Friday, March 3, 2023

Law and order

This is Joseph.

Even the Libertarians get why this is a problem:

But, at the same time, people seem to be completely able to understand why cracking down on turnstile jumping is bad. Matt has a longer piece on why fake license plates are bad and the list of reasons is actually pretty cogent. In addition to lost revenue, there is a real issue with criminals using lax enforcement to make moving stolen cars substantially easier. 

Reading the comments, people love to introduce the red herring that front plates are not required by every state. Y'know, there are places with free transit. It does not make jumping turnstiles in New York legal by osmosis. Or there is the question of whether it is snitching or acting like a "Karen".

But my least favorite argument is this one:

First, the real poor do not drive German luxury cars. They ride public transit. Second, if the reason that people are using fake tags is because they can't afford real tags, that is an income problem that I would be happy to address. Waive fees for low income car owners by increasing them for high income car owners? I mean these costs are trivial compared to car insurance, and are on the order of a tank of gas. There will be somebody who is immiserated by these costs but they are in deep trouble already as soon as they need a car repair ($72!!!). In Virginia it is $30 and literally the cost of a tank of gas. 

I see the same argument rolled out for things like the gas tax. The very poor pay no gas tax and the people most impacted by it are those who elect to drive large single occupancy vehicles. 

Now, not wanting to pay for traffic offenses is different. But there it gets tricky. Automated cameras do not check the race of the driver before snapping a photo.

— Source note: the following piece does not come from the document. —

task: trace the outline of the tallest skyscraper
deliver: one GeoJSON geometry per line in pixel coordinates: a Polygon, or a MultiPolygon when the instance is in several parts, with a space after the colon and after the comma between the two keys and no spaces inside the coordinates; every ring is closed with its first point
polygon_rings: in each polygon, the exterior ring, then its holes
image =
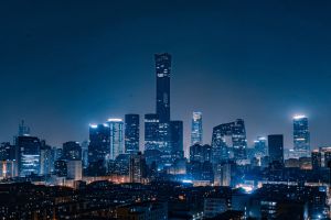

In general, I would presume that they are fairer than direct enforcement and so the actual impact of fake tags undermining the automated system could well be more disparate impact in traffic enforcement. 

If we want to really focus on helping out those with few resources then I am all for it. But then support policies intended to help these groups more broadly and not just when it intersects with a policy that mostly helps the well off.